The U.S.’s decision to immediately ban Part 91 flights to Cuba has left “scores and scores of people in a bind,” according to Eric Norber, founder of Cuba Handling, which specializes in facilitating private aircraft travel to and itineraries in Cuba.
New regulations were released last week and took effect on June 5 that effectively banned both privately operated N-numbered aircraft and U.S. cruise ships from traveling to Cuba. The regulatory changes essentially reinstated a requirement for licensing for private aircraft travel to Cuba but at the same time said a license would not be granted except under rare cases. There was no grandfathering provision for pre-arranged private or cruise ship travel.
Meanwhile, the Trump Administration also eliminated the people-to-people category for travel to Cuba. This was one of a dozen categories under which people were permitted to travel to Cuba, and arguably the most commonly used reason for such travel. However, the U.S. government did grandfather pre-arranged travel for people-to-people purposes.

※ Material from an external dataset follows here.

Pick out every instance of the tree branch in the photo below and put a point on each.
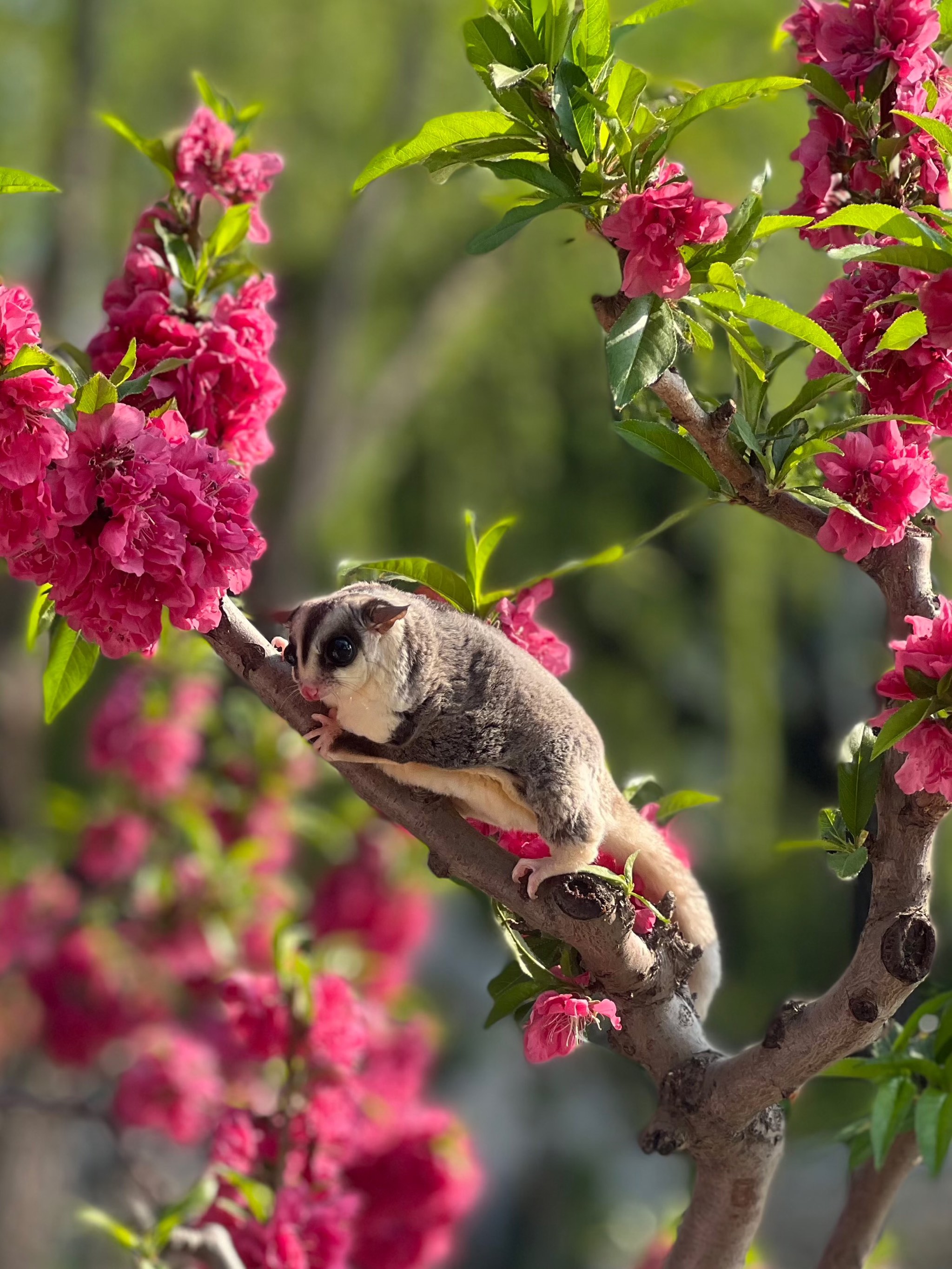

“The way the changes were drafted and worded, it seemed to be poorly coordinated across the different types of travel to Cuba, including the different categories and the different means of travel,” said Norber. This has created a quandary, he said, because many people who booked cruises under people-to-people are grandfathered under their reason for the travel but are not able to get there because the cruises were specifically and immediately prohibited.
“It’s paradoxical,” Norber said. “Unfortunately it’s not the first time we’ve seen confusing or conflicting wording or regulations.” Even when the Obama Administration relaxed the regulations by executive order, those orders were in conflict with existing regulations and it took some time to sort out.
As for the effective ban on private aircraft, he said his own company had numerous clients who have had trips planned to Cuba. “They’ve been planning well ahead. In some cases, they have paid ahead for the permits, the handling, and the facilitation of the flight. In the course of 24 hours, their trip was no longer permitted,” said Norber. This has left those operators in the lurch, he added.
While private aircraft are essentially banned (there will be exceptions when used for the security of the U.S. or safety of the air transportation system), charter and scheduled airlines continue to be permitted, as do air ambulance operations. Norber advised that those traveling must ensure that they fall under the 11 permitted categories of travel to Cuba. “The changes simply alter how people get to Cuba. It restricts their options,” he said, but people can still get there.
Regulations banning private aircraft will affect hundreds of operations every year, Norber said. When the rules were first relaxed, Norber’s company, alone, had handled well over 1,000 requests a year for private non-charter flights to Cuba. That initial bubble has deflated a bit over the past 12 to 18 months, but flights were still well into the hundreds, he said. He believes that the threats of the changes may have served as a deterrent in recent months.
As for those who had paid in advance to for what is now impermissible travel, Norber was confident that the Cuban government and businesses would work with operators on refunds. He added that in his experience, Cuba has worked to accommodate such changes and added they have viewed the travel from the U.S. generally favorably. The restrictions are U.S.-driven rather than spurred from Cuba, he stressed.